Nous sommes bien placés, en notre romantique Europe, pour savoir qu'il n'y a pas fascination plus troublante que celle de l'origine. Notre continent historique (je paraphrase Nicolas Sarkozy...) est lourd de cette tradition de la fondation et de la légitimité. Nos nations ont de puissantes et vénérables traditions narratives qui content les aventures des pères et des héros, des dieux et des aèdes. Que s'agite le spectre de la dissolution, du péril jaune, du péril brun, et il est tentant de retourner à ces vieilles pommades avérées. C'est une idée tellement bien ancrée dans notre tête que beaucoup s'imaginent qu'elle est encore et toujours notre apanage. Il n'est en tout cas surement pas celui de l'africain.
Alors que se passe-t-il lorsqu'un ressortissant d'un de ces pays an-historiques par excellence, le cœur des ténèbres, entreprend d'exhumer les mythes et origines de sa culture?
Face à la dénégation d'identité occidentale, il y a au bout du spectre des possibilités deux solutions limite. Une est celle de la négritude à la Senghor. Il y a une identité proprement noire, elle a juste été oblitérée par la colonisation occidentale. L'autre est celle, plutôt à la Fanon, qui avance que l'identité noire est à construire encore.
On pourrait croire que Achebe tend vers la première. Ce serait logique dans la mesure où il prend un soin extrême à recréer la vie d'un village Igbo pré-colonial. Le roman montre comment les traditions millénaires de l'endroit sont progressivement corrodées et phagocytées par l'arrivée des pères blancs et des fonctionnaires coloniaux. Il montre la décadence d'une civilisation par le biais de la déchéance d'un homme progressivement acculé à la marginalité et au suicide. Okonkwo est l'image d'une société menée à la désintégration.
Tout cela est vrai sans doute, mais sa description, passionnante en soi, du quotidien d'Umuofia et de la famille d'Okonkwo, n'a pas seulement valeur d'hagiographie. C'est parce qu'il va bien au-delà de la tentation d'un primitivisme béat qu'Achebe réussit un des premiers romans décolonisés.
Cette subtilité, elle est à aller chercher dans le personnage d'Okonkwo, encore une fois, qui domine de sa large carrure toute la progression du roman. Il n'est pas décrit comme un héros, il est décrit comme un salaud dramatiquement fort. Il ne reconnait que la force, et n'est pas prêt à se baisser là où on ne peut marcher debout. La faiblesse le répugne et la seule réponse qu'il voit à toute situation est celle de la force. Lorsqu'il voit son fils se convertir au christianisme il n'a comme réponse que l'incompréhension et l'anathème. Aucun drame n'est pour lui l'occasion d'une remise en question. Bien plus que l'incapacité des blancs à reconnaitre l'identité du noir, Things fall apart met en scène l'incapacité de l'africain a confronter l'européen et remettre en question ses valeurs à son contact.

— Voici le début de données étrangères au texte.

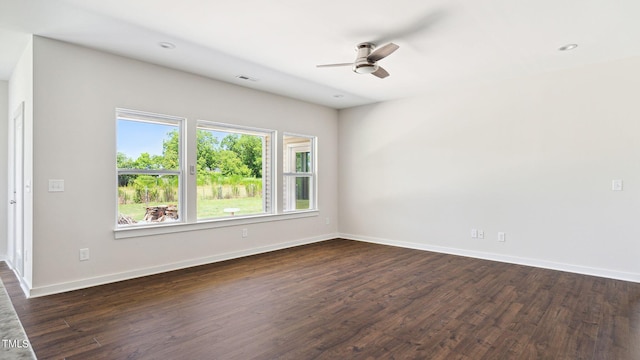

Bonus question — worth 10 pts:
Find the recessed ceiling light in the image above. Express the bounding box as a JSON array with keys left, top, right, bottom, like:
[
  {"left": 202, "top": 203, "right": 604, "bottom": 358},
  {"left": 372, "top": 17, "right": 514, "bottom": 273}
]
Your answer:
[
  {"left": 158, "top": 41, "right": 176, "bottom": 50},
  {"left": 558, "top": 44, "right": 578, "bottom": 51},
  {"left": 236, "top": 75, "right": 258, "bottom": 82}
]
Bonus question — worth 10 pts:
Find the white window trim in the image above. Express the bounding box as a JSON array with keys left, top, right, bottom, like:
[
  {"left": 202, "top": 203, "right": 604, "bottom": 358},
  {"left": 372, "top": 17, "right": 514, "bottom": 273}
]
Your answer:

Okonkwo incarne la réponse identitaire la plus primaire, celle qui consiste à dire que l'âme africaine n'a été vaincue que par la force et qu'il n'y a plus à présent qu'à retourner puiser à la source originelle de la culture ancestrale. Cette volonté, cette tentation, Achebe la reconnait, et ce n'est pas pour rien qu'il prend un soin si maniaque à reconstituer le Nigéria du 19ème siècle. Mais il met néanmoins en garde que cette affirmation n'est pas si exempte d'ambiguïté qu'on souhaiterait le penser. La construction d'une identité ne doit pas se faire dans la contemplation béate des origines. Sans une réflexion critique celle-ci ne mène qu'à la violence abrutie d'un Okonkwo, qui n'a qu'un mépris supérieur pour ce qui est autre.
Things fall apart est un classique de la littérature de la décolonisation, et ce pour de bonnes raisons. Il réaffirme fortement la légitimité d'une identité culturelle africaine (à ce jour pas encore gagnée) tout en mettant en garde que celle-ci est encore à faire et qu'elle ne se trouve pas telle quelle dans le souvenir du passé. Comme toute identité, quelle qu'elle soit, sans doute.